Notre périple commence là où le moteur s’arrête. Il faut longer les prés, dire bonjour aux vaches, et traverser un chemin boueux. Pierre est du genre aventurier des forêts, de ceux qui aiment chasser, récolter et cuisiner. Les champignons, il les aime séchés ou en pâtés, en carpaccios ou en bocaux. En cuisine et ailleurs, des couteaux, il en a : des droits, des pliants, des dagues. Ce n’est pas une « vraie collection » dit-il, certains sont encore un peu terreux et d’autres ont la lame usée. « J’achète des couteaux depuis une vingtaine d’années, je n’en ai pas énormément, une trentaine. Un couteau qui vit ne se revend pas. D’ailleurs, je n’en ai revendu aucun. C’est vrai que certains, on a juste envie de les regarder, je comprends les collectionneurs. »

Durant deux heures, nous arpentons la forêt, écartons les ronces et fixons les sols avec détermination. Des tapis entiers de trompettes de la mort que je ferai sécher en collier près du feu ou que j’offrirai à ma voisine coutelière, Stéphanie Mottais, dont Pierre possède l’un des magnifiques pliants damassés. De la région, on trouve aussi un Didier Marcel et un Jean-Paul Tisseyre. Éric Plazen, c’est une rencontre un peu dingue, un hasard de la vie : « on discutait devant l’école quand j’allais chercher mes gosses. Il aimait ramasser les essences locales de bois, comme le noyer, et faisait lui-même ses étuis. Il forgeait ses lames, il était bon à la forge ! Ce couteau est déséquilibré, le manche est trop grand par rapport à la lame. Personne n’en voulait, moi je l’ai pris. »
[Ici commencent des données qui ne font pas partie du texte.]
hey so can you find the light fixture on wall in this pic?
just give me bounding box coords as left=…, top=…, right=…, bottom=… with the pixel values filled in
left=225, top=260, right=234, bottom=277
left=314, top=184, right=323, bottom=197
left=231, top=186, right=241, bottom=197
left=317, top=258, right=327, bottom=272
Plus loin, nous tombons, un peu par hasard, sur de belles oronges aux lamelles jaune doré. Cette amanite des Césars est rare et a, selon mon cueilleur, un délicieux goût de noisette. Sans voyager, et en voyageant parfois, Pierre aime chiner : Atelier Perceval, Julien Maria, Mickael Moing, Douk-Douk, canif Navette, Citadel du Cambodge, Laurent Bellini en Corse, un Marttiini de Finlande fabriqué en atelier par des femmes et même un Bastinelli que Pierre aime prendre pour aller aux champignons. Ce dernier est bien pratique, mais reste un couteau dit tactique, qui a son public, « des guerriers mini-Rambo », selon ses mots.

Le temps file et il est déjà midi lorsqu’il nous faut saluer nos vaches et repasser les clôtures. Les cèpes, me dit Pierre, c’est sûrement fini. Nous ne croisons que de gros Messieurs délaissés, ne séduisant plus que les dames limaces qui en ont fait leur demeure principale. La récolte ne pèse pas moins de trois kilos au total et Pierre me l’a dit, il reviendra samedi.